The final panel had ten rows of ten human figures each. All but the last three were black, and three were red.
“97% of the survivors died in the first year,” Anansi guessed.
“And I don’t think the remaining 3% lasted much longer,” Morgan concluded grimly.
“Let’s get set up. We have to learn as much about this planet as possible.” The Aves Susan
The trip to Keeler was brief, only nineteen minutes of flight time. The Watchmen Churchill and Sukhoi took seats near the rear of the ship, and conversed through the neural transponders implanted in their brains.
Interesting predicament, thought Sukhoi.
And what leads you to that conclusion, TyroCenturion Constantine? Bellisarius replied in his thoughts.
Sukhoi: Prime Commander Keeler has ordered us to take TyroCommander Lear into custody.
Prime Centurion Lear wants us to undermine Commander Keeler’s command. Which of our masters are we to follow?
Bellisarius: It isn’t obvious to you? Loyalty to the Notorium is always the first priority.
Sukhoi: …
Bellisarius: But you do not believe TyroCommander Lear is acting justly.
Sukhoi: Her diatribe against Commander Keeler did not sound…justified. Commander Keeler’s decision to salvage the other ship was the right decision. We all agreed at the time. Keeler didn’t know about the aliens. None of us did. Whatever went wrong was not his fault.
Bellisarius guarded his next several thoughts. When he finally projected them to Constantine, they were as
follows:
It was inevitable that our situations would come to this impasse. We have to make sure, that at the end, we are on the right side of this struggle.
The Surface
As the exploration crew worked toward the center of the structure, Taurus’s Warfighters set up camp near the entrance; camp in this case being a portable tactical command post in the back of one of the Road Warriors, wherefrom she coordinated the deployment of their troops and weapons.
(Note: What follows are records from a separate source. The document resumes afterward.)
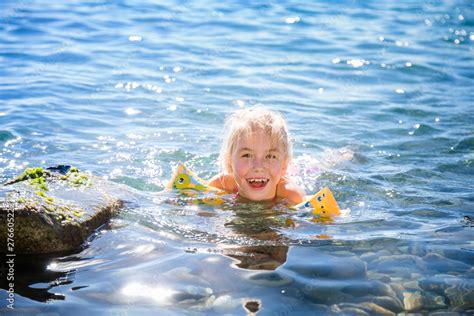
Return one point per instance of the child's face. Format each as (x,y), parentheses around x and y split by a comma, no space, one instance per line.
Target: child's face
(257,166)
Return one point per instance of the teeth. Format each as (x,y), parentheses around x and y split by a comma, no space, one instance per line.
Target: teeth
(257,180)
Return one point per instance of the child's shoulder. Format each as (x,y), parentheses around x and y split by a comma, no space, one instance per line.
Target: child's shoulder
(224,181)
(289,190)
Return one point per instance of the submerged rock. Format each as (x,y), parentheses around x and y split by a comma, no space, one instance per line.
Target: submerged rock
(53,210)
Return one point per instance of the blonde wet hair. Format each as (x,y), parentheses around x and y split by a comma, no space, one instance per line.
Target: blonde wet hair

“Around the mouth of the cave, create a sensor perimeter,” Taurus ordered. “Link in with the Accipiters. Also, see if Pegasus can spare us a couple more Accipiters for air patrol.” In the back of a nearby Road Warrior, Johnny Rook and Max Jordan consulted with Tactical Specialist Herald, a Sapphirean with a wrestler’s build and tawny curls of hair.
“Thanks for doing this,” Rook told him, clapping him on the shoulder. “I’m almost sure I didn’t see anything, but I’ve got to be sure.”
Herald nodded. “Transfer the imagery from your tactical gear’s memory files.” Rook had only to touch the machine’s data port and it was done. A screen projection of Rook’s imagery appeared on the back of the Road Warrior.
“This is the Spex imagery from the time index when you thought you saw the creature.” Herald quickly isolated the critical sequence. On the playback, there was a brief impression of a shadow, scurrying into the scrub.
“That’s it,” Rook said.
Max Jordan studied the image. “I can’t really tell what it was. An animal, maybe?”
“The probes didn’t detect any animal life in the area,” Rook reminded him.
Herald froze and magnified the image, and added detail. There was an impression of a large cat-like creature, walking on its hind legs.
Rook touched his COM Link. “Lt. Taurus, come and take a look at this.” Taurus looked a little pissed when she dragged herself away from the mobile command post. Her attitude did not much improve when she saw the playback.
“There were no life signs were detected anywhere on the planet,” Taurus said dismissively.
“And Lieutenant Morgan doesn’t think any advanced animal life could evolve because of the solar flares.”